Beberapa cerita pendek juga sangat kental menceritakan persoalan gender. Perempuan Afrika yang miskin dengan anak banyak, perempuan yang dipoligami, yang ditinggal tunangannya karena punya kekasih baru di luar negeri, sekaligus perempuan-perempuan Afrika yang kuat, yang cerdas, yang berpendidikan, dan memiliki karier bagus. Dan bagaimana masyarakat Afrika muslim memandang perempuan; sebagai seorang istri, sebagai anak, adik, atau sebagai ibu. Juga bagaimana kehormatan lebih penting dibandingkan nyawa seorang perempuan sehingga perempuan yang dianggap menghancurkan kehormatan keluarga berhak dicerabut nyawanya.

"Paman yang murka ... mendatangi keponakan perempuannya dengan senjata terkokang.
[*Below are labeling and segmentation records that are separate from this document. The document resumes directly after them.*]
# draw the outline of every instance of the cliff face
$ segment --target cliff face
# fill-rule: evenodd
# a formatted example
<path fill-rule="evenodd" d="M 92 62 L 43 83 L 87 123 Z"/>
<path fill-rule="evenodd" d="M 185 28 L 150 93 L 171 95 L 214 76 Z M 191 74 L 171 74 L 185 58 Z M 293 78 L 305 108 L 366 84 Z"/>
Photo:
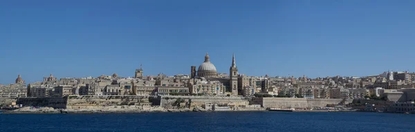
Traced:
<path fill-rule="evenodd" d="M 327 104 L 338 104 L 342 99 L 306 99 L 288 97 L 255 97 L 252 102 L 264 108 L 311 108 L 324 107 Z M 346 100 L 346 104 L 351 100 Z"/>

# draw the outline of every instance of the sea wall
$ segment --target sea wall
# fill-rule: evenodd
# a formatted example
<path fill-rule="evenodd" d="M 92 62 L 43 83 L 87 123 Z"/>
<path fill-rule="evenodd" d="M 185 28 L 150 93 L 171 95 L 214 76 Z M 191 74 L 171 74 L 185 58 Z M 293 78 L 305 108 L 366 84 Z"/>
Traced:
<path fill-rule="evenodd" d="M 184 100 L 183 104 L 187 104 L 190 109 L 201 106 L 205 104 L 219 105 L 234 104 L 236 106 L 249 104 L 248 98 L 240 97 L 206 97 L 206 96 L 161 96 L 160 106 L 172 106 L 178 99 Z"/>
<path fill-rule="evenodd" d="M 153 105 L 156 96 L 69 96 L 67 109 L 73 110 L 99 109 L 111 106 L 136 106 L 141 109 Z"/>
<path fill-rule="evenodd" d="M 63 97 L 19 97 L 16 104 L 24 106 L 47 106 L 55 109 L 66 109 L 68 98 Z"/>
<path fill-rule="evenodd" d="M 327 104 L 338 104 L 342 99 L 306 99 L 289 97 L 253 97 L 251 104 L 261 104 L 264 108 L 312 108 Z M 345 104 L 351 102 L 347 100 Z"/>

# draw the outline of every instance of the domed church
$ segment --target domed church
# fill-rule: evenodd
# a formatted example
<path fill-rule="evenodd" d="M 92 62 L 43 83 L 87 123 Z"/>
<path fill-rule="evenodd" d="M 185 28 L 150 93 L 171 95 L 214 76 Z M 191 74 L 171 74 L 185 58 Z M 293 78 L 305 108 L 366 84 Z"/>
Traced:
<path fill-rule="evenodd" d="M 216 67 L 210 62 L 209 59 L 209 55 L 206 53 L 206 55 L 205 55 L 205 62 L 202 63 L 197 69 L 197 76 L 203 77 L 218 77 Z"/>
<path fill-rule="evenodd" d="M 216 67 L 213 64 L 210 62 L 209 55 L 206 53 L 206 55 L 205 55 L 205 62 L 202 63 L 198 68 L 197 72 L 196 70 L 196 66 L 191 66 L 190 69 L 190 76 L 193 79 L 194 82 L 189 85 L 191 88 L 192 93 L 210 93 L 212 94 L 213 93 L 216 93 L 216 95 L 225 95 L 225 94 L 229 93 L 232 95 L 238 95 L 238 68 L 237 68 L 237 65 L 235 64 L 235 55 L 234 54 L 232 56 L 232 64 L 229 69 L 229 78 L 228 77 L 219 77 L 218 73 L 216 71 Z M 197 81 L 199 80 L 199 81 Z M 204 82 L 203 83 L 197 83 L 196 82 Z M 209 82 L 212 83 L 215 83 L 213 82 L 219 82 L 219 84 L 217 84 L 218 86 L 220 86 L 221 84 L 225 86 L 224 88 L 221 88 L 219 87 L 216 87 L 216 89 L 211 90 L 214 92 L 210 92 L 207 89 L 203 88 L 203 85 L 208 85 L 210 84 Z M 210 86 L 210 87 L 214 88 L 213 86 Z M 205 94 L 206 95 L 206 94 Z M 208 94 L 209 95 L 209 94 Z"/>

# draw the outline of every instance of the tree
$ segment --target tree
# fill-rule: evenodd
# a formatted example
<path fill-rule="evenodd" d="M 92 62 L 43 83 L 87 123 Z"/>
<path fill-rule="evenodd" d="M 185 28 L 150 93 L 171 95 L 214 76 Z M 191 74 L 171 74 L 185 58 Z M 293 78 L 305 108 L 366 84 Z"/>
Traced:
<path fill-rule="evenodd" d="M 367 98 L 369 98 L 369 97 L 370 97 L 369 95 L 365 95 L 365 99 L 367 99 Z"/>
<path fill-rule="evenodd" d="M 176 100 L 176 102 L 174 102 L 173 105 L 180 107 L 180 103 L 183 103 L 183 102 L 185 102 L 185 100 L 183 100 L 182 98 L 179 97 L 178 99 Z"/>
<path fill-rule="evenodd" d="M 302 96 L 302 95 L 299 95 L 299 94 L 295 94 L 295 97 L 299 97 L 299 97 L 304 97 L 303 96 Z"/>
<path fill-rule="evenodd" d="M 254 96 L 255 96 L 257 97 L 262 97 L 262 95 L 259 94 L 259 93 L 255 93 L 255 94 L 254 94 Z"/>
<path fill-rule="evenodd" d="M 291 95 L 290 94 L 286 94 L 286 97 L 292 97 L 293 96 L 291 96 Z"/>
<path fill-rule="evenodd" d="M 273 95 L 270 95 L 270 94 L 264 94 L 264 95 L 262 95 L 262 97 L 272 97 Z"/>

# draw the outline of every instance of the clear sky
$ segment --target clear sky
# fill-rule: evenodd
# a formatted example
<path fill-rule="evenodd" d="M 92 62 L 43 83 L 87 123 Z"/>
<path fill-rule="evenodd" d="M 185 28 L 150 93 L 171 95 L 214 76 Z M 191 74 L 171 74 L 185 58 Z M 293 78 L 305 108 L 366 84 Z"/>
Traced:
<path fill-rule="evenodd" d="M 53 73 L 311 77 L 415 69 L 415 1 L 1 1 L 0 84 Z"/>

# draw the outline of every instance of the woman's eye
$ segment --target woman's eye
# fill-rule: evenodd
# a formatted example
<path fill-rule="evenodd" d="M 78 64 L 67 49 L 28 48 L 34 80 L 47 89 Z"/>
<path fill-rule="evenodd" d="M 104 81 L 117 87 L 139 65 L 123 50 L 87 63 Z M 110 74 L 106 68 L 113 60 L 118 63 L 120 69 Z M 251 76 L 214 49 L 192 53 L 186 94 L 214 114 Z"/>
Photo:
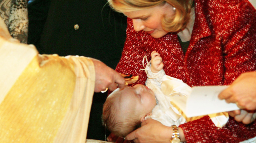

Hanya darah yang dapat membersihkan aib keluarga. ... para ibu dicerai gara-gara ini. Saudara-saudara perempuan tidak menikah sampai tua. Nenek-nenek meninggal sebelum waktunya, sakit karena sedih. Kehormatan seorang gadis itu seperti batang korek api, sekali patah tidak akan bisa disambung lagi." (Pulanglah Sendiri, hal. 106)

Dua cerpen terakhir mengisahkan cerita sains-fiksi tentang dunia setelah Perang Besar pada kisaran tahun 2100-an dan bagaimana peradaban berangsur berubah pada sesuatu yang lebih spiritual. Tetapi yang lebih menarik bagi saya adalah cerpen kesebelas, cerpen terakhir sebelum dua cerpen sains-fiksi yang menjadi penutup kumpulan cerpen ini, berjudul 'Cerita Lama, Cerita Baru' yang mengisahkan seorang mualaf Inggris yang jatuh cinta dengan perempuan Afrika dan datang ke Afrika untuk meminang kekasihnya tersebut. Leila Aboulela seperti menyelami Afrika dari kacamata orang asing yang begitu berjarak, begitu jauh, begitu tak mengenal Afrika. Dan ketika sampai di narasi ini, hati saya perih, teringat tanah air sendiri yang betapapun keadaannya, kadang-kadang dengan sedih saya cintai:

"Lelaki itu teringat, dari sebuah buku yang dibacanya dan dari kalangan Islam Inggris yang dikenalnya, bahwa di negara Muslim dia akan menemukan keharmonisan dan kerukunan. Sebaliknya dia menemukan kehidupan melankolis, tempat yang sulit dimengerti, kehidupan yang dilucuti hingga ke tulang." (Cerita Lama, Cerita Baru, hal. 193)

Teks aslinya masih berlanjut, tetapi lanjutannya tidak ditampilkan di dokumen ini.